Coordinator, Process PO5-BPO-PT B

The Coordinator, Process PO5 provides technical support and services to the process operations group with respect to the active pharmaceutical ingredient (API) plant equipment cleaning program. The coordinator is responsible for monitoring production equipment cleaning requirements, coordinating the timely issuance of equipment cleaning documentation and is a cleaning deviation lead investigator/Assignee.

• Responsible for the timely preparation of GMP documentation as required. This includes (but is not limited to) Change Control Requests, Cleaning Record update / preparations, supplemental instructions, validation cleaning documentation and standard operating procedures for cleaning of new equipment
• Coordination of production equipment cleaning documentation requirements; tracking of equipment and facility cleaning/status.
• Coordinates with Operations management, Production staff, Quality Control and Quality Assurance on scheduling priorities to meet production targets
• Accountable for GMP and drug regulatory guideline compliance within the Process Operations Group
• Set up and conduct chemical experiments, and analysis using NMR spectroscopy to determine the content and purity of sample during an equipment cleaning failure investigations.
• Ensure completion of documentation as required for GMP compliance, in coordination with Quality Assurance.Prepare solution or reagents, and operate laboratory equipment in the Process Operations department during an equipment cleaning failure investigations
• Compile experimental records and analytical results of cleaning failure investigations in a logbook
• Ensure cleaning records are issued to production in advance of their requirement.

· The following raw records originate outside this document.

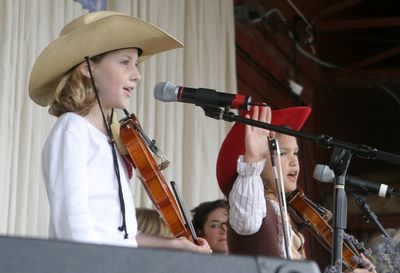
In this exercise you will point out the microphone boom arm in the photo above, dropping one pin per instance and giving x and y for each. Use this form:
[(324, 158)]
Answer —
[(323, 141)]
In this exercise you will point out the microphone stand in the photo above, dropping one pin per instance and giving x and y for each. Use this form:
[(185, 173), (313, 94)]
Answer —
[(339, 162), (369, 215)]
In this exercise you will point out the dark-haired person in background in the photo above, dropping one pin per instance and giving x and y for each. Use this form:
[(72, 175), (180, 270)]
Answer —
[(210, 222)]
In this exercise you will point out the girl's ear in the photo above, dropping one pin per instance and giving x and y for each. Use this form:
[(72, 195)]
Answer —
[(199, 232), (84, 69)]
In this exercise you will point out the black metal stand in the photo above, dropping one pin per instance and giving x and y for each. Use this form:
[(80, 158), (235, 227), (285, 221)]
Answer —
[(340, 160), (369, 215)]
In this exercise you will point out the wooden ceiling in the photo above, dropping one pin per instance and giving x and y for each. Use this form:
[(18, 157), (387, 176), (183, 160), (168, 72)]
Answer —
[(350, 76), (353, 81)]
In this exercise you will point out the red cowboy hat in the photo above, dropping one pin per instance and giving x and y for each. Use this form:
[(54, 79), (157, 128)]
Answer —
[(233, 145)]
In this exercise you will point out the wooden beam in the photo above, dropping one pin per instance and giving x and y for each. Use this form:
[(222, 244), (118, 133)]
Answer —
[(336, 8), (333, 25), (371, 60), (361, 77)]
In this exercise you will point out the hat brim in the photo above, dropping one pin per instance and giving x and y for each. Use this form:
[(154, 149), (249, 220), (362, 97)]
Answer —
[(110, 33), (234, 143)]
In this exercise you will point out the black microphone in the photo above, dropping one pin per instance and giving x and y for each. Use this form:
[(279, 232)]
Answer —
[(324, 174), (167, 91)]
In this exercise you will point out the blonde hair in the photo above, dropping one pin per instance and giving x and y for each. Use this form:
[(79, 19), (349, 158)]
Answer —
[(150, 222), (74, 92)]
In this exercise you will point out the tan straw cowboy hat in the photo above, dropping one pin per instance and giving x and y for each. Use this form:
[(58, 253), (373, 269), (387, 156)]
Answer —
[(90, 35)]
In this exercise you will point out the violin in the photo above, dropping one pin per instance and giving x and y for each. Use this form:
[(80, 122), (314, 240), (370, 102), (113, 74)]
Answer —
[(305, 212), (137, 147)]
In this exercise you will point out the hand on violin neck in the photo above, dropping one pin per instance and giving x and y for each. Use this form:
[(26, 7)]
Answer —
[(256, 139), (182, 243)]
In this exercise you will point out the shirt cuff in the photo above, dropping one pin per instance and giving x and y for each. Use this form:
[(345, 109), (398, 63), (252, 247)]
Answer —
[(249, 169)]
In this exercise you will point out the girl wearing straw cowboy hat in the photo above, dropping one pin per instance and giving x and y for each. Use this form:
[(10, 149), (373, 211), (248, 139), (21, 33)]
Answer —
[(245, 174), (87, 71)]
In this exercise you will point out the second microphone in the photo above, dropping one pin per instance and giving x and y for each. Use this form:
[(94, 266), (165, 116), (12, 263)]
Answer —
[(167, 92)]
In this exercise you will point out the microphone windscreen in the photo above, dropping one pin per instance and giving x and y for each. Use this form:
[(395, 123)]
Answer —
[(323, 173), (166, 92)]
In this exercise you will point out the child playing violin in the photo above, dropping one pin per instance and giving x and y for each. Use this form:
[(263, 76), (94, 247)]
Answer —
[(84, 74), (254, 216)]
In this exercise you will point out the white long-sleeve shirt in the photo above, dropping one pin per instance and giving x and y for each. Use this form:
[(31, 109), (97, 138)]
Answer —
[(246, 199), (82, 187), (248, 208)]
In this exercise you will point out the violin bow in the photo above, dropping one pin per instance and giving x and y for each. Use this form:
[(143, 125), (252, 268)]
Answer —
[(280, 188)]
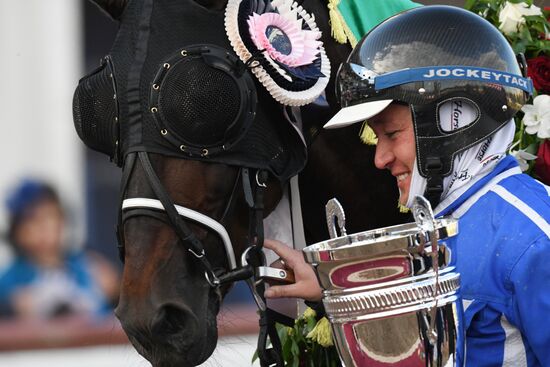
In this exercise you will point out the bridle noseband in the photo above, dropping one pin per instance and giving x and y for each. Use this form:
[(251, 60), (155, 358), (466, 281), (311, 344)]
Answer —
[(177, 215)]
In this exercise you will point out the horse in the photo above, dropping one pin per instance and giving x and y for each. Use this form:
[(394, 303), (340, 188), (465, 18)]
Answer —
[(168, 304)]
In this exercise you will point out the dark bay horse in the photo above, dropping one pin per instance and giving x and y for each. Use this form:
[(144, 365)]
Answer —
[(167, 306)]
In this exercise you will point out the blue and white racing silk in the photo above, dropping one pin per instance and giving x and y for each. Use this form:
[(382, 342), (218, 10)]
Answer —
[(502, 252)]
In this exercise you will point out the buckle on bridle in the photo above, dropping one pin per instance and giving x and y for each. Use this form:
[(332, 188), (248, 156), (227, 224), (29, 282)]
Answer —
[(214, 283), (195, 254)]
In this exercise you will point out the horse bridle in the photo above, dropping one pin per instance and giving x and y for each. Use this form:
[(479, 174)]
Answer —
[(252, 258)]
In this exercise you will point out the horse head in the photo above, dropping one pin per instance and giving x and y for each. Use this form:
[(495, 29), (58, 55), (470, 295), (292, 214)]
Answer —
[(205, 151), (193, 193), (167, 306)]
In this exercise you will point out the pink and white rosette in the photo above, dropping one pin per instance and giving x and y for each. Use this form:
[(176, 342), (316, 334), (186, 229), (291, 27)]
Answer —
[(306, 47)]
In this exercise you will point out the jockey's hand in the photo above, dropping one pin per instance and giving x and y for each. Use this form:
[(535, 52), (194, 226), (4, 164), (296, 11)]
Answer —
[(306, 285)]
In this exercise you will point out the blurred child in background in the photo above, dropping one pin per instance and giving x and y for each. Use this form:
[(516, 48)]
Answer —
[(46, 279)]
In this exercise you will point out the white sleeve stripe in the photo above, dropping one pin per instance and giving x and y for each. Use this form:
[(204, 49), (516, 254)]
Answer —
[(459, 212), (514, 350), (524, 208), (547, 188)]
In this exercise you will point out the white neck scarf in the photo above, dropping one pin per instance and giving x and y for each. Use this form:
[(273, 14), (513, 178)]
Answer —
[(472, 163)]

• Monitors validation cleaning requirements; coordinates the communication of swabbing requirements; provides support toward cleaning validation activities as necessary.
• Cleaning deviation lead investigator/assignee; directs the improvement of cleaning procedures resulting from compiling and interpreting records of analytical studies.

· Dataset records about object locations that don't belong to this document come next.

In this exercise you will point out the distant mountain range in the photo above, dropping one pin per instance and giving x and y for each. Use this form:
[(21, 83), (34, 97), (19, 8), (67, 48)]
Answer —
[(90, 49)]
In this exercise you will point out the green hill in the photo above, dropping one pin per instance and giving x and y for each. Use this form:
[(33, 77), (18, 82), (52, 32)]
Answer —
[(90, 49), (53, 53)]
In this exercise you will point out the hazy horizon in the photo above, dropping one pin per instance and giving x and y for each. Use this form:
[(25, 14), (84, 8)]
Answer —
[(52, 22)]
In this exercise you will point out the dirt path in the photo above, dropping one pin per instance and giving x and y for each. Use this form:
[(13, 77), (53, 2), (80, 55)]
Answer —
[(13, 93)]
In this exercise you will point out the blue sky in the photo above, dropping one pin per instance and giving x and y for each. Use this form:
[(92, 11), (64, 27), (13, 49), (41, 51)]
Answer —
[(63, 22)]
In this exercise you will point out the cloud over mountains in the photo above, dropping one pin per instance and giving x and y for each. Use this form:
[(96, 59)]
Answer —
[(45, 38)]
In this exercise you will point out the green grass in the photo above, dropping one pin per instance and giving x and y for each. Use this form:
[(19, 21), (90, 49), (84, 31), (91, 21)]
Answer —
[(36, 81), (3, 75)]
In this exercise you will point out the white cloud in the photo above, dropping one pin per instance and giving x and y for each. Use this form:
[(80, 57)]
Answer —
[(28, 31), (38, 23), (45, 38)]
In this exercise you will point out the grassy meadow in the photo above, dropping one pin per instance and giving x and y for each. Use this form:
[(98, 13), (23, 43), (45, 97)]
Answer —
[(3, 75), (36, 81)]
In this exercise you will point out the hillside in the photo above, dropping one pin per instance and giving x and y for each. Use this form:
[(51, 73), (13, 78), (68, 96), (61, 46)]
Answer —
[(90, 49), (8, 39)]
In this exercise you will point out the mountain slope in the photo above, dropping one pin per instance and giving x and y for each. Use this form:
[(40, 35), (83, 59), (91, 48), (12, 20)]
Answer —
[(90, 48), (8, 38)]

• Maintenance & non-product residue cleaning failure deviation PR Assignee/lead investigator; coordinates the required child investigations, determines root cause and recommends meaningful CAPAs.
• Ensures suitable investigations have been completed before records for re-cleaning/verification /rinsing are issued.
• Designated trainer and subject matter expert for cleaning record issuance procedure and controls.
• Monitor cleaning documentation for improvements and coordinate change control efforts in collaboration with the Cleaning Validation Leader.
• Conducts on-the-floor monitoring of equipment cleaning in progress and provides guidance to production staff for safe execution cleaning records .
• Maintain laboratory equipment and apparatus in the Process Operations department, including verification/calibration of laboratory equipment, as per the daily/weekly/monthly/annual lab checklist requirements.
• Performs all work in compliance with our Code of Conduct and Business Ethics, and related policies and with the legal and regulatory requirements that apply to our job activities;
• Works in a safe manner collaborating as as a member to achieve all outcomes;
• Operates in accordance with our Code of Conduct and Business Ethics, and all established regulatory, compliance and safety requirements;
• Performs all work in support of our Values: Collaboration, Courage, Perseverance, and Passion
• Work with Process Designate to monitor batches including prelim cleaning , collect Time /Mass , Emissions , waste generated data and preparation of Batch Summary Tables etc
• All other relevant duties as assigned.

• Education
  • Graduate of three-year post secondary program from an accredited Institute
• Knowledge, Skills and Abilities
  • Excellent oral and written communication skills.
  • Ability to investigate and solve problems.
  • Ability to work independently and as a team member.
  • Proven computer skills; knowledge of Microsoft Office suite of programs and ability to learn/use new software as required.
• Experience
  • Two or more years’ experience working in GMP Production environment; solid knowledge of safety procedures, GMPs and SOPs.